Tips for the Best Loaded Hummus
✅ Use High-Quality Hummus: Whether homemade or store-bought, a smooth, creamy hummus base makes all the difference.
✅ Customize Your Toppings: Add feta cheese, roasted red peppers, or even crispy chickpeas for extra texture.
✅ Let the Flavors Marinate: If time allows, let the veggie topping sit for 10 minutes to enhance the flavors.
✅ Serve at Room Temperature: This helps bring out the natural flavors of the hummus and toppings.
What to Serve with Loaded Hummus
This Mediterranean-inspired dish pairs well with:
✔ Pita Bread or Pita Chips – Perfect for scooping up all the delicious toppings.
✔ Fresh Vegetables – Carrots, bell peppers, and cucumbers make great dippers.
✔ Grilled Meat or Falafel – Serve alongside chicken skewers or crispy falafel for a complete meal.
✔ Mediterranean Mezze Platter – Pair with baba ganoush, tzatziki, and tabbouleh for a full spread.
Storage & Make-Ahead Tips
Refrigeration: Store leftovers in an airtight container for up to 2 days. For the best texture, keep the veggie topping separate and add it just before serving.
Make-Ahead Option: You can prepare the hummus and chop the veggies in advance.
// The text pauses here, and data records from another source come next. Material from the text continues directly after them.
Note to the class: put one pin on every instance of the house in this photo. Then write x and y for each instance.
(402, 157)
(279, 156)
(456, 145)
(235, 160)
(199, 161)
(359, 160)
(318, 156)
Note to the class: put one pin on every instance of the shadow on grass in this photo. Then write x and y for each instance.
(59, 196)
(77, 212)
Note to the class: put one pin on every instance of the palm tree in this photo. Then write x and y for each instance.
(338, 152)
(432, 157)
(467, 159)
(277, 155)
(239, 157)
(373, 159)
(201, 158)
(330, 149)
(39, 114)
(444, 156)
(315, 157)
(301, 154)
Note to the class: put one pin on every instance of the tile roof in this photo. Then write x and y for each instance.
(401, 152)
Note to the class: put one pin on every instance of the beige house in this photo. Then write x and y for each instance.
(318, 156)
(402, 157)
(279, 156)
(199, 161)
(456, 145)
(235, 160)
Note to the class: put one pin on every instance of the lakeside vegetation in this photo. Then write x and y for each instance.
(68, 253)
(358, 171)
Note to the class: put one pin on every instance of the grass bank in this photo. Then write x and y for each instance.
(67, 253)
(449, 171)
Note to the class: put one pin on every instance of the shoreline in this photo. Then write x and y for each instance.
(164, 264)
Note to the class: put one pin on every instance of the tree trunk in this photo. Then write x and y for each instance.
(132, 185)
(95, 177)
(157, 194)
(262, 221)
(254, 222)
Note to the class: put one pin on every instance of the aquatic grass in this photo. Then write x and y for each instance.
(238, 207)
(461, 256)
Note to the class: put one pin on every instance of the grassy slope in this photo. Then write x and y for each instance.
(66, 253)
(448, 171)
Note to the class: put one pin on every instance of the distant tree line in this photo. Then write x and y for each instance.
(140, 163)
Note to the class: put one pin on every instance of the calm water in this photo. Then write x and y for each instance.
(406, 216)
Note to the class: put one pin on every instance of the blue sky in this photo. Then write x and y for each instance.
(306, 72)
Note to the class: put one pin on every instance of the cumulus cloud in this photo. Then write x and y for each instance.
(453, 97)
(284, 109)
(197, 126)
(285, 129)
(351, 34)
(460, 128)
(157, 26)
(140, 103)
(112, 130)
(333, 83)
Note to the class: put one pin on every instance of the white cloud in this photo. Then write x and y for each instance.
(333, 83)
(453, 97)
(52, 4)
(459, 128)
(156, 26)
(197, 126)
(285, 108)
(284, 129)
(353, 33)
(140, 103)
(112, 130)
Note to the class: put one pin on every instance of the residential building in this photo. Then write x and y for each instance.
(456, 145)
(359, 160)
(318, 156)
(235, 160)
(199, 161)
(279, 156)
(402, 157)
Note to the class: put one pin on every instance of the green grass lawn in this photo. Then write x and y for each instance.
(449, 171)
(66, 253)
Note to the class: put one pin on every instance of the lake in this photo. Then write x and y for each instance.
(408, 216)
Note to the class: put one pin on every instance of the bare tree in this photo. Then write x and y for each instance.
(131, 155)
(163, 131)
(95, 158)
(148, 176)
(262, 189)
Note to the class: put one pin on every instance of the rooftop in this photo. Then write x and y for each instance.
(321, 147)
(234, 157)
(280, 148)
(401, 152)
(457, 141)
Assemble just before serving for maximum freshness.
Frequently Asked Questions (FAQs)
1. Can I Use a Different Type of Hummus?
Absolutely! Try roasted red pepper hummus, spicy harissa hummus, or lemon-garlic hummus for a twist.
2. Is This Recipe Vegan and Gluten-Free?
Yes! This loaded hummus is naturally vegan, gluten-free, and dairy-free. Just ensure your dippers (pita or chips) align with your dietary needs.
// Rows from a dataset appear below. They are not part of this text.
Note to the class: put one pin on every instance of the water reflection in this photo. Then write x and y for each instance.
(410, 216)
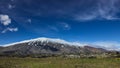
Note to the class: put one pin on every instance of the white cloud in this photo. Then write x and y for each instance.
(65, 26)
(9, 29)
(104, 10)
(109, 45)
(53, 28)
(5, 20)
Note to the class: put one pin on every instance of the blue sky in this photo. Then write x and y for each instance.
(71, 20)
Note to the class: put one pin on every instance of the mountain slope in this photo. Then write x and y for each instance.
(47, 46)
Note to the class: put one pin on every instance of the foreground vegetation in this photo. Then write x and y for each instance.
(57, 62)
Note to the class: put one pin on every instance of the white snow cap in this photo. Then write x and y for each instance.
(44, 39)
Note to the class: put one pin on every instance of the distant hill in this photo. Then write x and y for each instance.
(48, 47)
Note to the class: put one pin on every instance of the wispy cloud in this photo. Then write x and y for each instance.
(106, 10)
(9, 29)
(5, 20)
(65, 25)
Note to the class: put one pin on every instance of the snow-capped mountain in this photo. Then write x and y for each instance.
(48, 46)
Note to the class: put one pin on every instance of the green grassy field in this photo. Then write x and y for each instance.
(59, 63)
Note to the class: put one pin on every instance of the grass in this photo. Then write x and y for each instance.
(57, 62)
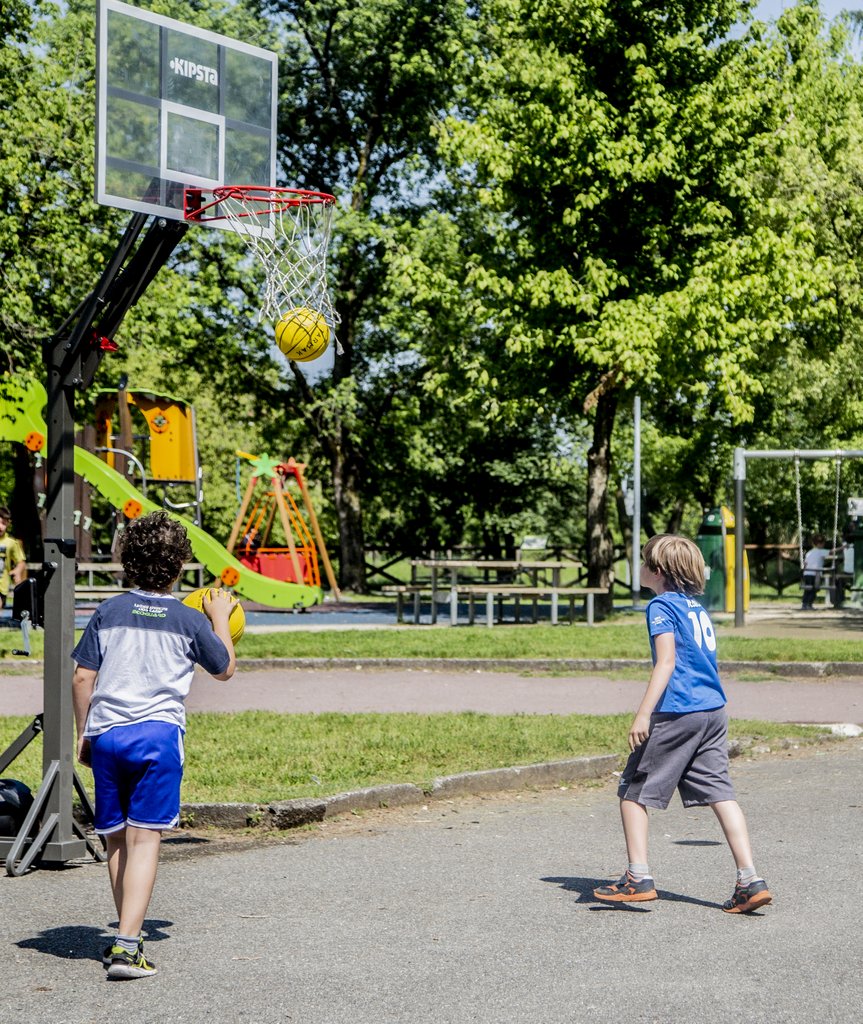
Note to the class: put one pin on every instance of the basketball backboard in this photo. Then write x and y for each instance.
(178, 107)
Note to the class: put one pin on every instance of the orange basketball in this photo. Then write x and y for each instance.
(302, 334)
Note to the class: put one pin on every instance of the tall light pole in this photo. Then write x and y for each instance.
(636, 573)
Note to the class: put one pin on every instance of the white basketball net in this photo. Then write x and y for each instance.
(288, 231)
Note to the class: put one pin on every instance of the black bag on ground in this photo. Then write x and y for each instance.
(15, 801)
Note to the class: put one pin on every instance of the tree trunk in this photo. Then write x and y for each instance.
(27, 526)
(600, 542)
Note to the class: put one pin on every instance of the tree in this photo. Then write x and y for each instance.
(614, 144)
(193, 331)
(361, 87)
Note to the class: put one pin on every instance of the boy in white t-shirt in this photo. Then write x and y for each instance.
(134, 666)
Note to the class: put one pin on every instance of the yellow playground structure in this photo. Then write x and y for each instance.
(110, 460)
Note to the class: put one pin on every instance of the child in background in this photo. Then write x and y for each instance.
(133, 671)
(679, 737)
(12, 562)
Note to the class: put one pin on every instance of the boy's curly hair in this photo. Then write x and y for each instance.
(678, 560)
(153, 550)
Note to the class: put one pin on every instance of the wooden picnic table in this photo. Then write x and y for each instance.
(454, 567)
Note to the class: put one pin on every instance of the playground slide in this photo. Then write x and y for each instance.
(20, 417)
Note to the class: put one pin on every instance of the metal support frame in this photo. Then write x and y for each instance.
(72, 357)
(739, 465)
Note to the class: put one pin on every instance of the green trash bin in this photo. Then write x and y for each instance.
(710, 541)
(854, 535)
(716, 542)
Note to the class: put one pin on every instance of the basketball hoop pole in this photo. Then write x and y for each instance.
(72, 357)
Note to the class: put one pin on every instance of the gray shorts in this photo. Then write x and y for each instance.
(684, 752)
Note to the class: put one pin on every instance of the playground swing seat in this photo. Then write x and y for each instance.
(829, 568)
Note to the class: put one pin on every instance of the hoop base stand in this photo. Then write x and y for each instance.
(22, 850)
(72, 356)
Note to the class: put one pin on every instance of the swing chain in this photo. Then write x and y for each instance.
(800, 509)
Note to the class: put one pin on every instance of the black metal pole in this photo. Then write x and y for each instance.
(739, 540)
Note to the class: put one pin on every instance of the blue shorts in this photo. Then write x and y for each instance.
(137, 770)
(685, 752)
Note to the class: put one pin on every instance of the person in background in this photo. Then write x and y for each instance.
(813, 566)
(12, 561)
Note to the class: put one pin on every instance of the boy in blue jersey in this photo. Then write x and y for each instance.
(679, 737)
(133, 670)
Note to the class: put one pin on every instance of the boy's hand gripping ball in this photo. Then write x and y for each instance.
(236, 621)
(302, 334)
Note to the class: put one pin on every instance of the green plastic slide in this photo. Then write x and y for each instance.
(20, 416)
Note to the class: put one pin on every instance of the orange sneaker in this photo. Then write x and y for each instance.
(748, 897)
(627, 890)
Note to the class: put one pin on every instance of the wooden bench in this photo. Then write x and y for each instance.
(492, 593)
(90, 590)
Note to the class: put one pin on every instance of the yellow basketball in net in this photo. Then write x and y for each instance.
(236, 622)
(302, 334)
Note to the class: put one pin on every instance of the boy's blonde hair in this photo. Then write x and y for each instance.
(678, 560)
3. What Can I Use Instead of Olives?
If you’re not a fan of olives, try capers, sun-dried tomatoes, or pickled red onions for a briny kick.
Final Thoughts
This Loaded Hummus Platter is a simple yet stunning dish that’s bursting with Mediterranean flavors. Whether you’re hosting a party, meal-prepping for the week, or just craving a healthy snack, this recipe is sure to become a favorite.